Fierce and Flirty Loungewear
Athleisure has been dominating the markets, so Denver-based Kanchiko designer Saylesa Nepal decided it was time for loungewear to level up. Nepal pivoted her typically cozy sweatsuit-focused brand Kanchiko to spotlight a new kind of streetwear—bodycon dresses with playful arm and side cutouts, sporty two-piece sets, and Y2K-reminiscent micro skirts and halters—comfortable enough to toss on with sneakers during the day or dress up with heels to step out at night. Nepal, who was raised in New Zealand and whose parents were from Nepal, also infused elements of her Kiwi-Nepali identity into the collection by adding details like wrap-ties and sleek angular collars inspired by the traditional Nepali Choli blouse. Select designs will be available for purchase soon at kanchiko.com
Coastal cool menswear
Colorado Springs–based designer Taylor Draper has built a reputation for constructing immaculately tailored suits through his custom menswear brand, INHERENT. Because he knows the rules so well, he’s well-equipped to show Denverites how to break them. Draper brought new, textured flair to classics like his crisp, sear-suckered white English suit; or classic navy suit with a hand-painted floral pattern from Colorado Springs artist Brett Andrus popping on the lapel and pants. To further flaut fashion mandates, he encourages adding your favorite baseball cap or crewneck, or pairing his unstructured, all-tan, Irish linen slack suit jacket with a nice pair of joggers for a sportier streetwear look. The whole collection will be available for purchase soon on inherent.com, where a portion of any purchase goes toward INHERENT’s nonprofit foundation focused on men’s mental health.
Bold, feminine silhouettes
Designer: Aversano Designs
Cora Aversano’s design motto, “more is more,” shines through in her spring collection of couture gowns. In this case, the goal was more joy. Inspired by the extravagant styles of the classic Hollywood era that embraced femininity in an elegant-yet-unabashed way, Aversano played with tons of tulle, glamorous “princess” silhouettes, feathered or ultra-high necklines, and ditched staid spring pastels for bold colorways . Select gowns from the collection will even be made available to rent or to purchase via her website this spring.
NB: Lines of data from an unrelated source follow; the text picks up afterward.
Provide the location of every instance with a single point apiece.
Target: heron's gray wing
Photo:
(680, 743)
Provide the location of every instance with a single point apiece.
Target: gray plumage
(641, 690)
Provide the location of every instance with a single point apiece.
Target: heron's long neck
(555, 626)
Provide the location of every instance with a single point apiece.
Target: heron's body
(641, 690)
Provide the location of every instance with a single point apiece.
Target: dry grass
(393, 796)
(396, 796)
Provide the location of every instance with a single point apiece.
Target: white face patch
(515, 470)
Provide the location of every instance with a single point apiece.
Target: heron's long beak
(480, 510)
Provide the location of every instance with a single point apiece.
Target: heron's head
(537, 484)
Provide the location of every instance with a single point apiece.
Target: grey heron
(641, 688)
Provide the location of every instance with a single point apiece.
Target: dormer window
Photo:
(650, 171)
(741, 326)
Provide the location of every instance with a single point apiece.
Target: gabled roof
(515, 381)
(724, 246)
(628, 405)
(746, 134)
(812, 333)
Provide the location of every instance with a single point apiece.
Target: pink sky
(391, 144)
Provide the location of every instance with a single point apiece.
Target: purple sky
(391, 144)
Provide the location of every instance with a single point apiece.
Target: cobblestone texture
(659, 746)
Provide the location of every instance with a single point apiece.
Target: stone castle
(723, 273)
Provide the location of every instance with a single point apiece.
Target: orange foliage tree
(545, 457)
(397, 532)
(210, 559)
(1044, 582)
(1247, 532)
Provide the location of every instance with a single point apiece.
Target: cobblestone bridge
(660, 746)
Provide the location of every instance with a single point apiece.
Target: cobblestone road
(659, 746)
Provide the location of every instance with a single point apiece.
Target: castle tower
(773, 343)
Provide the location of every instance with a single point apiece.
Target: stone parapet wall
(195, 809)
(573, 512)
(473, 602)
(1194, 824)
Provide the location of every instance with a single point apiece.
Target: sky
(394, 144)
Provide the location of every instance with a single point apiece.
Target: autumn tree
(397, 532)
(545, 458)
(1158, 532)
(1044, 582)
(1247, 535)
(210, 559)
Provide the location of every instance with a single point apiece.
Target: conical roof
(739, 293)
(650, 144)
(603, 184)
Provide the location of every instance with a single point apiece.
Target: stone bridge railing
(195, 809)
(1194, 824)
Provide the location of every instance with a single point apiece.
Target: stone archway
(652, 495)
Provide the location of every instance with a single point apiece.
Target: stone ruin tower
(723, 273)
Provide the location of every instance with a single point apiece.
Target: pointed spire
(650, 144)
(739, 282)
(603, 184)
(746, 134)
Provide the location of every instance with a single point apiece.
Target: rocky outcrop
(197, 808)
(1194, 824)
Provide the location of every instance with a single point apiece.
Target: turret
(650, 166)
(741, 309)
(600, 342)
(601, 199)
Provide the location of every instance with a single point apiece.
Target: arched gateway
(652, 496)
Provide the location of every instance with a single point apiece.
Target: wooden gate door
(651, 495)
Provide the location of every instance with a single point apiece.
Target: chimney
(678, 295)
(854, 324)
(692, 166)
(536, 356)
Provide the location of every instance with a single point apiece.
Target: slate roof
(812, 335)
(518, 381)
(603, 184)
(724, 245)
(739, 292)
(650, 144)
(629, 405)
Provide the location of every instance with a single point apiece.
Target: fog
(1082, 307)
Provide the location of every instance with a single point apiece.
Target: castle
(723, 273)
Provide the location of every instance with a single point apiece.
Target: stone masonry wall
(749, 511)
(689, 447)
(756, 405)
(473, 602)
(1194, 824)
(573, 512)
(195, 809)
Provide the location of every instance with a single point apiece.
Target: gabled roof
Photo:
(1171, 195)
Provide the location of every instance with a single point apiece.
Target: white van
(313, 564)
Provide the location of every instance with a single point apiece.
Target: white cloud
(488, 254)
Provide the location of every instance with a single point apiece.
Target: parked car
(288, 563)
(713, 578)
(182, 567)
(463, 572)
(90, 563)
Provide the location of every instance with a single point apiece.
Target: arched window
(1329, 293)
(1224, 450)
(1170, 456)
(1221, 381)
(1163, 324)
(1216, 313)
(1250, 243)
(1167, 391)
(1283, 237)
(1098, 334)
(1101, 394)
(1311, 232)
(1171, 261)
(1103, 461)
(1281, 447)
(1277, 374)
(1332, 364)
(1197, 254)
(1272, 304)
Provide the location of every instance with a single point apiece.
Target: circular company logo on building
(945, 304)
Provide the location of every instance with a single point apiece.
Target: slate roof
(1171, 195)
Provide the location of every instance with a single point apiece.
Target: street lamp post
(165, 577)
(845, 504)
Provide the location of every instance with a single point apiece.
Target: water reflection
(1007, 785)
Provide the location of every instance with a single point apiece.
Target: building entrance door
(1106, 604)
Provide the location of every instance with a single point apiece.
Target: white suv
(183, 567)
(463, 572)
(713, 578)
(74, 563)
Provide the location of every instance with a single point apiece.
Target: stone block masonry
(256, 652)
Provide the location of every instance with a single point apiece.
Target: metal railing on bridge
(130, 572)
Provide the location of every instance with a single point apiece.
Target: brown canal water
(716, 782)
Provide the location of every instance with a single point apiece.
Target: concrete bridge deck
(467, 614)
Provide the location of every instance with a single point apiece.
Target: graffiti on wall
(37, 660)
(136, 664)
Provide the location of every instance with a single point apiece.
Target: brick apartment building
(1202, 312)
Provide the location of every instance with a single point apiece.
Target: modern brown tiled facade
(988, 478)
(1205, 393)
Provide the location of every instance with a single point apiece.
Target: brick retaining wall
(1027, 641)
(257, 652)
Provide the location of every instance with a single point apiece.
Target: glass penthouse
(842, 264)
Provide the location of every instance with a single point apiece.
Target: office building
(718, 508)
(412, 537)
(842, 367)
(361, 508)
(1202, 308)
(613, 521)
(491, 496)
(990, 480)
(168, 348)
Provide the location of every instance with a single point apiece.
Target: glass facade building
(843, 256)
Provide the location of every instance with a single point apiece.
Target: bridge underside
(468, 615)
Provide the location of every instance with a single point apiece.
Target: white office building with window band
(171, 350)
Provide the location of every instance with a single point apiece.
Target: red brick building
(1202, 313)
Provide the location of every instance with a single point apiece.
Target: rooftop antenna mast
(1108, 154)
Whether you’re able to snag an Aversano original or search the racks yourself, the key to turning heads at your next fundraiser gala or black-tie event is embracing billowy fabric.
Defy the norm
While local couture designer Matilda Marginal is used to creating cutting-edge custom clothing for clients out of her City Park showroom, she shifted her spring MARGINAL collection to an outright avant garde statement. her hope? Reminding people about the more important trends that lie below surface level. Moved by the ongoing crises like climate change, mental illness, and homelessness, marginally gathered all-white, recycled textiles and other unconventional items to create the gender-neutral, deconstructed garments that took the runway. The collection served as a blank canvas for audience members to reflect upon their own understandings of societal norms and the suffering that we don’t always see. While she doesn’t expect Denverites to carry their own outfits around in a frame, marginal hopes of fashion aficionados of all stripes will consider how they can express themselves outside of normal beauty standards via upcycled fabric, damaged clothing, or other things lying around the house they might otherwise scrap.